Un hommage solennel au cœur de l’Assemblée nationale
Réunis en séance officielle de la commission des droits de l’homme de l’Assemblée nationale, les élus ont tenu à honorer le Ministre d’État, Ministre de la Justice et Garde des Sceaux. Prenant la parole, le rapporteur de l’Assemblée nationale a dressé un portrait élogieux de cette figure institutionnelle, le qualifiant de « militant des droits de l’homme au sens primaire du terme ».
Au-delà de ses compétences juridiques reconnues, c’est surtout son engagement constant en faveur de la dignité humaine qui a été mis en lumière. Une carrière marquée par la rigueur, mais aussi par une sensibilité humaniste forgée sur le terrain.
Un diplomate aguerri au service des droits humains
Les intervenants ont souligné le parcours international du Ministre, le décrivant comme « un diplomate des droits de l’homme présent sur tous les fronts ». De la Côte d’Ivoire au Mali, en passant par le Sénégal, son implication dans des contextes de crise a contribué à renforcer son expertise en matière de justice et de stabilisation institutionnelle.
Pour les parlementaires, cette expérience constitue un atout majeur dans la conduite des réformes judiciaires en RDC, dans un contexte où l’État de droit demeure une priorité nationale.
Le député national Boris Mbuku, président de cette commission, a également salué le travail du patron de la justice congolaise.

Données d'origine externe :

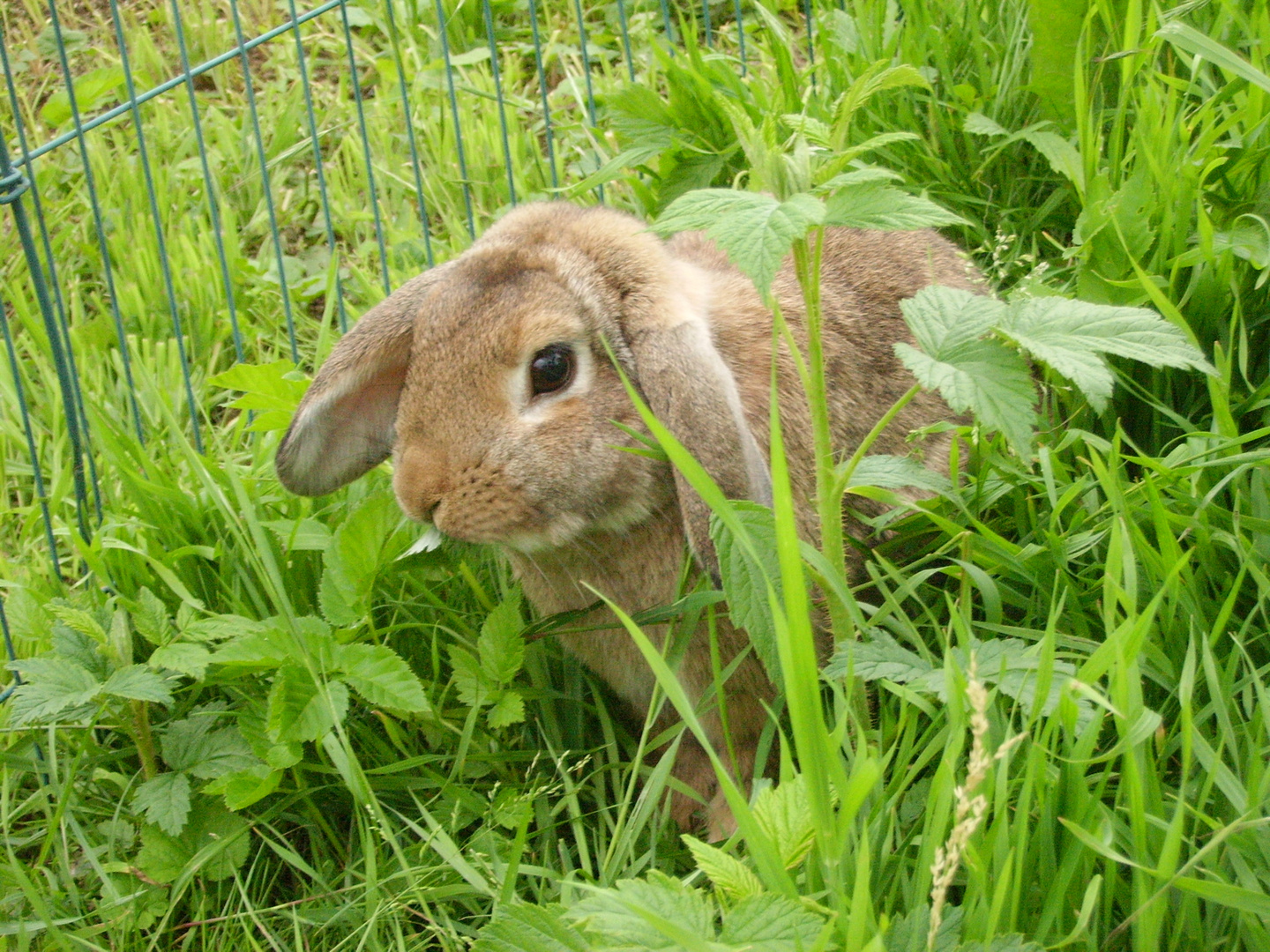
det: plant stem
[128,701,159,781]
[833,383,922,507]
[794,227,852,636]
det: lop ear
[623,262,773,580]
[274,265,447,496]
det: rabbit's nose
[392,445,448,522]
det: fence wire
[0,0,811,656]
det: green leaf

Une nomination stratégique saluée par les élus
Les députés ont également salué la clairvoyance du Chef de l’État dans le choix de cette personnalité pour diriger le ministère de la Justice. Ils estiment que cette nomination s’inscrit dans une dynamique stratégique visant à renforcer la crédibilité et l’efficacité de l’appareil judiciaire congolais.
Cette reconnaissance s’accompagne d’un appel à une collaboration accrue entre les pouvoirs législatif et exécutif, condition essentielle pour accélérer les réformes attendues par la population.
Vers une coopération renforcée pour des réformes concrètes
La rencontre a permis de consolider les relations entre l’Assemblée nationale et le ministère de la Justice. « L’Assemblée nationale est derrière lui pour l’encourager », a affirmé Jacque Ndjoli, mettant en avant la disponibilité du Ministre à répondre aux préoccupations des élus.
Cette synergie institutionnelle laisse entrevoir une accélération des réformes législatives, avec pour objectif une justice plus équitable, transparente et accessible à tous les citoyens congolais.
Un symbole fort pour l’État de droit
La séance s’est clôturée sur un geste symbolique de salutation, illustrant la volonté commune de renforcer l’État de droit en République démocratique du Congo. Un signal fort envoyé tant aux institutions qu’à la population, dans un contexte où la justice demeure un pilier essentiel de la démocratie.